26.3.11

Analyse 6 (2011)

Paix et Justice au Moyen-Orient

STRASBOURG, le 26 mars 2011

cpjmo@yahoo.fr


Halte à l’irakisation de la guerre en Libye


(Discours prononcé le 26 mars 2011 à Strasbourg, place Kléber, à l’occasion du rassemblement de soutien à l’insurrection libyenne)

Au cinquième jour des frappes aériennes contre la Libye, commencées le 19 mars 2011, une nouvelle étape vient d’être franchie par les puissances colonialistes. Les Etats-Unis, la France et la Grande Bretagne sont parvenus, mardi 22 mars, à un accord sur le commandement des opérations en Libye. Désormais, c’est l’OTAN qui prend en charge les frappes aériennes.

Cette étape marque la volonté des puissances colonialistes à mettre la Libye à genoux, comme ce fut le cas de l’Irak. L’immense réserve de pétrole et la position géostratégique de ce pays au Nord de l’Afrique attisent toutes les convoitises.

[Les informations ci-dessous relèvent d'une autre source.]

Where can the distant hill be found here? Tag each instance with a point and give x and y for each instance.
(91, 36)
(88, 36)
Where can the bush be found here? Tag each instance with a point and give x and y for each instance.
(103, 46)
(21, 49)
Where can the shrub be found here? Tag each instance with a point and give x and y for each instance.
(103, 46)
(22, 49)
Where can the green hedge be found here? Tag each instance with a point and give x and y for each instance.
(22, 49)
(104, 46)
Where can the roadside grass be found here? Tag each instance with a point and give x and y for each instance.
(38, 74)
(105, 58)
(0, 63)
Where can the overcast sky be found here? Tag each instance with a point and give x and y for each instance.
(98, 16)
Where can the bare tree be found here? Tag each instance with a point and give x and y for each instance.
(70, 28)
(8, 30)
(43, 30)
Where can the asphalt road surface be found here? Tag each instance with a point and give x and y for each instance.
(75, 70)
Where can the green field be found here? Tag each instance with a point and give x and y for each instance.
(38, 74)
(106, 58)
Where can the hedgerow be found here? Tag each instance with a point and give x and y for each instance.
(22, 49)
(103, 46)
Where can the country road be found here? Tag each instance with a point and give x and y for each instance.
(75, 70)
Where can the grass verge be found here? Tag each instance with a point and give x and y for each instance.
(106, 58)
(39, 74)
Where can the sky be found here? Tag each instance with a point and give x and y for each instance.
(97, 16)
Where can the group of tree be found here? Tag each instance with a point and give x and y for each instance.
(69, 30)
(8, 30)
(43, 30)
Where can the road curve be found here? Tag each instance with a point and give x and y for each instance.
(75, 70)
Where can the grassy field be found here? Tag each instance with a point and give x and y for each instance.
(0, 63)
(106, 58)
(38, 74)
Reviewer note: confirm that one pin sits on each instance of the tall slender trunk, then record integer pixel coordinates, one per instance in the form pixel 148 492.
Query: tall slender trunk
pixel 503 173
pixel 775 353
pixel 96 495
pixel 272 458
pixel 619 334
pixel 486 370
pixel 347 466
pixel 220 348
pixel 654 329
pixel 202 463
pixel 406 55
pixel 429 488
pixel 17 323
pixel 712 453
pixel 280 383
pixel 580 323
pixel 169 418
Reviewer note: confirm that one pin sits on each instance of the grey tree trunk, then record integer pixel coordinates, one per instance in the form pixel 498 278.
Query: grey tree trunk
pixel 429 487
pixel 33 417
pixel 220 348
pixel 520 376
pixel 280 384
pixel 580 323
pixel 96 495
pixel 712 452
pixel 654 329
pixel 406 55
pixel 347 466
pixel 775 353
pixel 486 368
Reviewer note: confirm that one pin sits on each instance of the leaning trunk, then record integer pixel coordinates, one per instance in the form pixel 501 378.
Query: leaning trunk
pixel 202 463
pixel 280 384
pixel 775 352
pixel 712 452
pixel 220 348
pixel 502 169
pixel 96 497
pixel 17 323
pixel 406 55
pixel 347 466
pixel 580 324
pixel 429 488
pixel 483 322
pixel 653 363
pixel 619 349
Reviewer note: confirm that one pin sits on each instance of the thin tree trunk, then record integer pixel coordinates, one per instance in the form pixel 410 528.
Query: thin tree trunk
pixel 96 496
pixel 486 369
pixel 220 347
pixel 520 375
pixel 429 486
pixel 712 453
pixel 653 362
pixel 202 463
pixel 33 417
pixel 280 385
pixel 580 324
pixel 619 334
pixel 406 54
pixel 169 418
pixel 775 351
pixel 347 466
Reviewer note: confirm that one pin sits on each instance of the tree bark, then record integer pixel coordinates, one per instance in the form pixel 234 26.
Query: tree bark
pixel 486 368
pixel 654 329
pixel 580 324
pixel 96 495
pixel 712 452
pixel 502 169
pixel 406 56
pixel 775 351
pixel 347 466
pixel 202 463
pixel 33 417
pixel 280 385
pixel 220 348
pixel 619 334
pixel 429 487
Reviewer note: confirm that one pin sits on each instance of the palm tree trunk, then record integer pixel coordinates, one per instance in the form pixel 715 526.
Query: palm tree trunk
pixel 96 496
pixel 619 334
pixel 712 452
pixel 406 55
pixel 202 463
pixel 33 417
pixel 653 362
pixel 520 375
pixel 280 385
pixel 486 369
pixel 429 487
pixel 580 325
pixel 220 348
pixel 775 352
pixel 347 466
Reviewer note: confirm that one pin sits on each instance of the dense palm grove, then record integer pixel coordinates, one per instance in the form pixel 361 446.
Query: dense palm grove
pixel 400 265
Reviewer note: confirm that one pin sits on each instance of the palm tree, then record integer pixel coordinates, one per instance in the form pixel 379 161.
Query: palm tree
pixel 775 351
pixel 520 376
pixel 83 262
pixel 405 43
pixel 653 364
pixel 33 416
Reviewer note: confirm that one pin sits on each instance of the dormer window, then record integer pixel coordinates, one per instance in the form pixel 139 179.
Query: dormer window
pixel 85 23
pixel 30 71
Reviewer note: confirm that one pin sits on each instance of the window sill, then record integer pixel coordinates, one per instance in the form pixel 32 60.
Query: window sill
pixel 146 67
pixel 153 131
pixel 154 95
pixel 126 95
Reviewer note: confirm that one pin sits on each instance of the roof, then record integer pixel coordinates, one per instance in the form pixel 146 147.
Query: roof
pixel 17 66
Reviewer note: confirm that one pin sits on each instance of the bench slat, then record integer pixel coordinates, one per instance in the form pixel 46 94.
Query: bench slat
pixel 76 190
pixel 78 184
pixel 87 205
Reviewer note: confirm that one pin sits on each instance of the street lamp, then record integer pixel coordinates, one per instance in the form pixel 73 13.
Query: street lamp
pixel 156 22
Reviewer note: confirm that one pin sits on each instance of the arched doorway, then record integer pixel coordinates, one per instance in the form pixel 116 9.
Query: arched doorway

«Paix et Justice au Moyen-Orient» soutien sans réserve l’insurrection du peuple libyen contre le régime dictatorial de Kadhafi. Mais, il n’approuve aucunement l’agression des puissances occidentales contre la Libye, pays souverain. Pour «Paix et Justice au Moyen-Orient», l’agression contre la Libye est de même nature que celle qui a conduit à l’invasion de l’Irak et à la mainmise des compagnies pétrolières américaines sur ses ressources.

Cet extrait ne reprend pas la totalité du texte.